We’ve recently made the somewhat controversial decision to entirely eliminate the idea of “sales commissions.” It’s not a move many companies make because it bucks conventional wisdom. However, we think this move will help us achieve even stronger organizational alignment and greater results.
Let me explain.
Conventional wisdom tells us people in sales roles are “‘coin-operated”: you get the behavior you incentivize. It’s usually used in a derogatory sense, yet I do find there is a kernel of truth there. People will generally spend their time and energy on what will most impact their income. That's the idea behind commissions – to create an incentive for the sales person to get out there and sell, sell, sell.
Since I agree that compensation drives behavior, we’re trying to create incentives for the right kind of behavior, which, for us, means behavior that most benefits our partners and by extension, our company. So instead of paying commissions to people in “sales”-type roles, we’ll pay them a significantly higher base salary, along with incentives based on a combination of achievement of goals and overall company financial performance.
We think this is a better reflection of who we are as a company. Here are the driving factors:
Business Reality: In our business, we don’t actually “sell” anything. We supply technology that is embedded in our partners’ applications. When their sales are up, we benefit too. These partnerships need to be mutually beneficial and long-term focused (truly, these relationships last decades). We don’t ever want a sales individual to be in a position where there is tension between creating the right long-term, mutually beneficial partnership and maximizing their own personal compensation. It’s not good for our partners, and it’s not good for us.
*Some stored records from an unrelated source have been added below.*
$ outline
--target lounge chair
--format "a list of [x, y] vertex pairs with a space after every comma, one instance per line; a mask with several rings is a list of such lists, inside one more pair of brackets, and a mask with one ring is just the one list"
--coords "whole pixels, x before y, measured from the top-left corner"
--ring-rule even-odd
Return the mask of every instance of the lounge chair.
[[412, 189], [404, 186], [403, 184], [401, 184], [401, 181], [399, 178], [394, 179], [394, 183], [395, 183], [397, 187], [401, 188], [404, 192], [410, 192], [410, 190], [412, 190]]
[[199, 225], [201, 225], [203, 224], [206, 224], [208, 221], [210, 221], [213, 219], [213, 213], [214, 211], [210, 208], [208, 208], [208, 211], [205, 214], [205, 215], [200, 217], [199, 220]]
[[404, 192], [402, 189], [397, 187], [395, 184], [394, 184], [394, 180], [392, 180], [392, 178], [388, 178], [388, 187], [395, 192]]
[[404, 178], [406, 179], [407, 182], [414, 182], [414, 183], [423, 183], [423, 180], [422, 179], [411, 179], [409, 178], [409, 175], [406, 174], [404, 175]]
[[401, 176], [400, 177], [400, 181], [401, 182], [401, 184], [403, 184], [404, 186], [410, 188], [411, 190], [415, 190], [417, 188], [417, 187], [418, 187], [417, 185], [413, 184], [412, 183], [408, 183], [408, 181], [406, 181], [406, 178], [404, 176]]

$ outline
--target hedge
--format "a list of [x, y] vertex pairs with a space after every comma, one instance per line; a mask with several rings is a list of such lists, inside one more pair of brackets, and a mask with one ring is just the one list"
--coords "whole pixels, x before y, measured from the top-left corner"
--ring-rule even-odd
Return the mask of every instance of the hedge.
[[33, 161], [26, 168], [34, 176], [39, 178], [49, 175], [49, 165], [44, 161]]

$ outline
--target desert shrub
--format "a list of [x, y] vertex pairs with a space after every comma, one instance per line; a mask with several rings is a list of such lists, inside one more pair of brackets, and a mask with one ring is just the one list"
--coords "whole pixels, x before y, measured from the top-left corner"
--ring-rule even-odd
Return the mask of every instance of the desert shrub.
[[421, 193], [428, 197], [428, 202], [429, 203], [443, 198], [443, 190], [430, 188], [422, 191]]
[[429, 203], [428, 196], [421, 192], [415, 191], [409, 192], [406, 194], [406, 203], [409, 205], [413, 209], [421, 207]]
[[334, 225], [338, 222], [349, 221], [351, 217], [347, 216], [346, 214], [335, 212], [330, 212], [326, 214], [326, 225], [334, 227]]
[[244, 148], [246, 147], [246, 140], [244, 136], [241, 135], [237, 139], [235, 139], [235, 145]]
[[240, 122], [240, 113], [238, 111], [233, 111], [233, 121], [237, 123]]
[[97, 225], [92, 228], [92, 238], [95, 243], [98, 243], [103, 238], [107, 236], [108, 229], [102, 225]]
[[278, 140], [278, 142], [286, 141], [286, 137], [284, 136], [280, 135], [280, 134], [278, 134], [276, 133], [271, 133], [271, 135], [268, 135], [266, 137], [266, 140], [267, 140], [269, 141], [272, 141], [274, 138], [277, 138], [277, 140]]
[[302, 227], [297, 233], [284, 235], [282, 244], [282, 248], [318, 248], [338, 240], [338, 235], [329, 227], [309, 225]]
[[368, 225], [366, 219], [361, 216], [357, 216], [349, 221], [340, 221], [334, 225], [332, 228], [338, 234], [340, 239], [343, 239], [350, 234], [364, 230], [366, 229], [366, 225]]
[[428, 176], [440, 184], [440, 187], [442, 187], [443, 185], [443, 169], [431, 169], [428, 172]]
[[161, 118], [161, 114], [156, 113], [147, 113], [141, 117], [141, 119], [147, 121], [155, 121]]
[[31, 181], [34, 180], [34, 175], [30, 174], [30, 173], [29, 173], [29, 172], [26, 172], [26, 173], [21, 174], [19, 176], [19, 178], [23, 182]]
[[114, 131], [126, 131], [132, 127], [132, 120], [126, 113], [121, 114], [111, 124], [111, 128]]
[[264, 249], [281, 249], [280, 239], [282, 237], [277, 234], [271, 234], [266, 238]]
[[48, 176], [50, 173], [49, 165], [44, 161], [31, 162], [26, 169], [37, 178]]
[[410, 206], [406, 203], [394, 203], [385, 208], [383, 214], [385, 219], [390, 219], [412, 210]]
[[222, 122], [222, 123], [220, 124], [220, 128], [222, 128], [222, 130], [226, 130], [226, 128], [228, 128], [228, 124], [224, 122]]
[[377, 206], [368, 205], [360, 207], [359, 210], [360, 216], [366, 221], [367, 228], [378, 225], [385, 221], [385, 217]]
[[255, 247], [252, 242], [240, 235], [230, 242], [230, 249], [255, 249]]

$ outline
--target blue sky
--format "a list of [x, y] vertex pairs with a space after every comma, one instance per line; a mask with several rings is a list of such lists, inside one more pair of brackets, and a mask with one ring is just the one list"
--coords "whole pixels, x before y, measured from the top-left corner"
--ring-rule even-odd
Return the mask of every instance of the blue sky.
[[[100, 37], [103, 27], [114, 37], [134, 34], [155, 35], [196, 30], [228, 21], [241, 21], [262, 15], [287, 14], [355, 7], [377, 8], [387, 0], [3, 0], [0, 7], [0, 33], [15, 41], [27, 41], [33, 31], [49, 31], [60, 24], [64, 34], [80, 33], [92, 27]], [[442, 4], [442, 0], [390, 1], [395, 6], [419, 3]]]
Maximum Flexibility and Utility: Sometimes we may want a member of our team to spend some time doing something other than the kind of work that gains them a commission check. This could include exploring new markets, training new employees, supporting a channel partner, attending conferences, assisting other departments, etc. Under the commission model, a manager is continually mindful that although these assignments may be good for the company, they have a negative impact on an individual's ability to be out in the field selling. As soon as you see situations where a compensation package causes someone to avoid doing things that will have a long-term positive impact on the company, you have the classic "tail wagging the dog" problem.
Global Partnerships: More and more, our partners are global companies with multiple international locations. Previously, there was often the question of “who owns this account,” a proxy for the question “who gets the commission?” That does nothing to help the partner, who should be able to engage with the right people, wherever and whenever it best suits them.
Professional Respect: Our Partnership Managers are all experienced at building win-win partnerships. They have consistently proven over the years that they perform well and exceed their goals. It doesn’t seem right that in a commission-driven system we ask them to “chase carrots” every single month in order to earn their keep.
One Team: Companies benefit when there is a true spirit of cooperation and suffer when there is any unresolved tension. Most organizations have some amount of tension between the product “producers” (in our case software engineers), and “sales” (in our case partnership managers). In many companies, the producers often wonder whether pressure from someone in a sales role is driven by a personal desire for a commission check. What we want to ensure is that everyone knows that absolutely everyone else in the company is focused on the same thing – the long-term success of the company, and therefore our partners.